Einen sehr kritischen Moment bei einer Schrittmacherimplantation stellt die Einleitung der Vollnarkose dar, da zu diesem Zeitpunkt die ohnehin schon langsame Herzfrequenz weiter absinken kann. Mit Hilfe von intravenösen Medikamenten und eventuell einem temporären Herzschrittmacher wird versucht, den Patient zu stabilisieren. Bei „Jackson“ konnte der 2-Kammer-Schrittmacher erfolgreich implantiert werden. Um eine dauerhafte Überwachung nach dem Eingriff zu gewährleisten wurde der Hund über Nacht auf die Intensivstation verbracht.

Postoperative Phase

„Jackson“ und sein Herzschrittmacher wurden im Laufe der nächsten Tage mittels Herzschrittmacherauslesung (Auflegen eines Lesekopfes von außen auf das Schrittmacherkästen) optimal an einander angepasst. Bei der Auslesung werden Tests vorgenommen, um die zu verbrauchende Strommenge so zu optimieren damit es immer genügend ist, die Batterielaufzeit aber auf der anderen Seite möglichst lange ist (Reizschwellentest). Herzschrittmachersonden stellen einen gewissen Fremdkörper im Herz bzw. Gefäßsystem dar. Aus diesem Grund erhalten die Patienten Tabletten um die Blutgerinnung etwas zu dämpfen (antikoagulatorische Therapie) und eine Gerinselbildung zu verhindern.

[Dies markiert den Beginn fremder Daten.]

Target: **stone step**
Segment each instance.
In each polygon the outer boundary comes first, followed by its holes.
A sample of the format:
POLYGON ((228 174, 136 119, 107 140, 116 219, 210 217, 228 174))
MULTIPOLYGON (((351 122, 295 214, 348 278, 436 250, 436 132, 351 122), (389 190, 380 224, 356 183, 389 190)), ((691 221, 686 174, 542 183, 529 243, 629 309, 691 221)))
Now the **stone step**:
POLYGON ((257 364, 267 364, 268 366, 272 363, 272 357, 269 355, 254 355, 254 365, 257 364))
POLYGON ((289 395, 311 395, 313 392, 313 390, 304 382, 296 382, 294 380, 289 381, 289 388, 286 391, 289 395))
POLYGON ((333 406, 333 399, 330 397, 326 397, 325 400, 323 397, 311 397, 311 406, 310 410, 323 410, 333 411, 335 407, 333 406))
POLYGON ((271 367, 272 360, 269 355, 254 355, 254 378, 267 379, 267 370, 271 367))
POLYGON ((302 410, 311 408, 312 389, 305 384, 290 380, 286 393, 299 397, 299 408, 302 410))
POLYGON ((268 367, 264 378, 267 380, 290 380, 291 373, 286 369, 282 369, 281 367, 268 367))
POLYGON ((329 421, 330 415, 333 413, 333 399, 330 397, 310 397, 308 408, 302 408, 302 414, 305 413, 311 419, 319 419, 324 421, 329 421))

Neun Tage nach seiner stationären Aufnahme konnte „Jackson“ dann mit einem Schutzverband für die nächsten Tage nach Hause entlassen werden. Nach einer kurzen Akklimatisierungsphase Zuhause erfreute sich wieder einer normalen Lebensqualität ohne Leistungsschwäche oder Anfälle. Lediglich ein Halsband darf er nicht mehr tragen (nur noch ein Brustgeschirr), damit kein lokaler Druck auf Kästen oder Sonden von außen ausgeübt wird. Auch in der Kontrolle drei Monate nach Eingriff ergaben sich sehr positive Befunde.